# Nude Photography



## crayolamarker (May 30, 2006)

The other day I did my first set for a website called Suicide Girls and It didnt go at all how I wanted it to go. She was 3 hours late and I was surprized when she arrived alone. This was my first time taking nudes and It was hers first time as well. She was so nervous and didnt know what to do. I tried to coach her and make her less nervous but with being ****ed off from her being 3 hours late and being an amature, it was not a success. Im going to be reshooting it and was wondering if any of you knew of any books or web sites that were good on posing subjects? Another problem i had was she had no life to her, this might have been her nerves but having no emotion does show up in the picture. I felt like dangling my keys. Do any of you have any pointers about getting some emotion out of your subject?

An example ?not work safe?
nice blow out to.


----------



## craig (May 31, 2006)

Generally all books are good. I would also check out Vogue and Vanity Fair. The poses may be a little glamorous, but they will give you some great ideas. 

If dangling keys in front of her works then go with it. The point is that a lot of her performance depends on you. Rapport with the subject is how photographers basically succeed or fail. I explain what I am doing at all times. Also explain why a pose is looking dorky or uncomfortable. Funny interjections are helpful. Try and plan the shot in advance. Figure all angles, time of day, lights, bounce cards etc. Nude Suicide Girls sounds slightly sketchy. None the less get with the art director or whatever and lay down a solid direction. 

I have to say that I have only shot nudes in college. My advice may or may not pertain to your situation.


----------



## Cuervo79 (May 31, 2006)

Rapport is no.1 when it comes to any kind of model photography, I have no experience with nude photography, but I can tell you this from my experience with model photography.
If you don't keep your cool, it will only work against you. Its all about psychology, if you act more relaxed and with confidence that you will get the sexiest photographs out of your model. It will spill over to your model. That is what happens when I have a session with normal people (not models) that are interested in sessions. I allways come out confident and cool.

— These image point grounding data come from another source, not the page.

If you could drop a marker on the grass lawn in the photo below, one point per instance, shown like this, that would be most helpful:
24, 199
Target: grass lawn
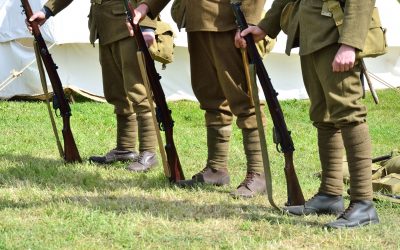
46, 204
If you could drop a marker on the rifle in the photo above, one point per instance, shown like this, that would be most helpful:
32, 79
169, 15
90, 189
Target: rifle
163, 113
381, 158
71, 153
281, 133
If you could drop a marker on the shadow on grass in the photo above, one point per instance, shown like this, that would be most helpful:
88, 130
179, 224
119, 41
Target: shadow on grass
27, 170
55, 174
172, 210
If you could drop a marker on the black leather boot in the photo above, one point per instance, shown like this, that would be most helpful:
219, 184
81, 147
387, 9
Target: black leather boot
359, 213
217, 177
319, 204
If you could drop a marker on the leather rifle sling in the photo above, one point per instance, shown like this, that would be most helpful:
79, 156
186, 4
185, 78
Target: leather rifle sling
149, 92
47, 97
250, 73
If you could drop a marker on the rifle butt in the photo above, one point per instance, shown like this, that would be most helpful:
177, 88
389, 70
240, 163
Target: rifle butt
176, 172
71, 153
294, 192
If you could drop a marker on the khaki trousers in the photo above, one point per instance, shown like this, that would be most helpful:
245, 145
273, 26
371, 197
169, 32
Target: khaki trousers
213, 56
335, 97
122, 82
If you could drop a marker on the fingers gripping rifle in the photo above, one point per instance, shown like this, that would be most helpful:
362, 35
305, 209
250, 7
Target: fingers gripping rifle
71, 153
163, 113
295, 195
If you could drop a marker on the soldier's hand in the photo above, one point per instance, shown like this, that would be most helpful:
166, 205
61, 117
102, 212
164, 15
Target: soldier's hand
257, 32
38, 17
149, 37
344, 59
140, 13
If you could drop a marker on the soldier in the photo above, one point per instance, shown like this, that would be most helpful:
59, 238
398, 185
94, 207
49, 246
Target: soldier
218, 82
122, 82
331, 74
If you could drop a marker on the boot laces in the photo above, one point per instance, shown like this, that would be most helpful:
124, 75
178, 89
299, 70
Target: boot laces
248, 179
202, 171
351, 205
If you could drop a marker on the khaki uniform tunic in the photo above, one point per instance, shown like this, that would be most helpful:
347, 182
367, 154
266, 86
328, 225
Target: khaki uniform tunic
335, 97
217, 73
122, 81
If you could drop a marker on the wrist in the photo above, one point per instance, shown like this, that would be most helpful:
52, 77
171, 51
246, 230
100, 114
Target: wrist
47, 12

As to poses, your best bet is to ask the web page for a sample CD and look at what you like. Also browsing other free pages that have to do with your subject will help allot. Allways remember to keep the balance in what the guys at the web page want and what looks good... sometimes there are beautifull models ruined by ideas of the "Amateur look".


----------



## JohnMF (Jun 2, 2006)

for pointers i would suggest looking at the SuicideGirls website and seeing how the other photographers have done their shots for poses and ideas etc


----------



## BernieSC (Jun 17, 2006)

why don't you try just shooting some non nude shots first.  If its your first time shooting nudes and her first time being photographed nude its like everything else, just ease into it.  have her wear a bikini or some type of clothing that makes her feel comfortable but still shows her form and do some poses and test shots.  See what looks good and get comfortable then just do the same thing with no or less cloths.


----------



## Dollface (Jun 18, 2006)

I agree with BernieSC. Start off by just shooting for 10 min or so in an outfit - clothed, and then as *your* creativity starts to flow, as your nerves reduce, then you will know how to make the next step. Start with maybe hitching up her skirt, or perhaps have her just tugging at her top. Something suggestive, as opposed to outright nude.
Then she will be more relaxed, and will perhaps start to make her own suggestions. 
I always talk to the model first, and explain, that a photoshoot is a collaboration. It's not just me telling them what to do. It's a joint effort, and once she and yourself work through that, you'll find the shots will present themselves.
SuicideGirls is quite popular among my friends, so I know the look you are going for - it's kinda girl next door Pin-up..  Look back to earlier '50's style pinups to get some inspiration.
And relax! You'll be just fine


----------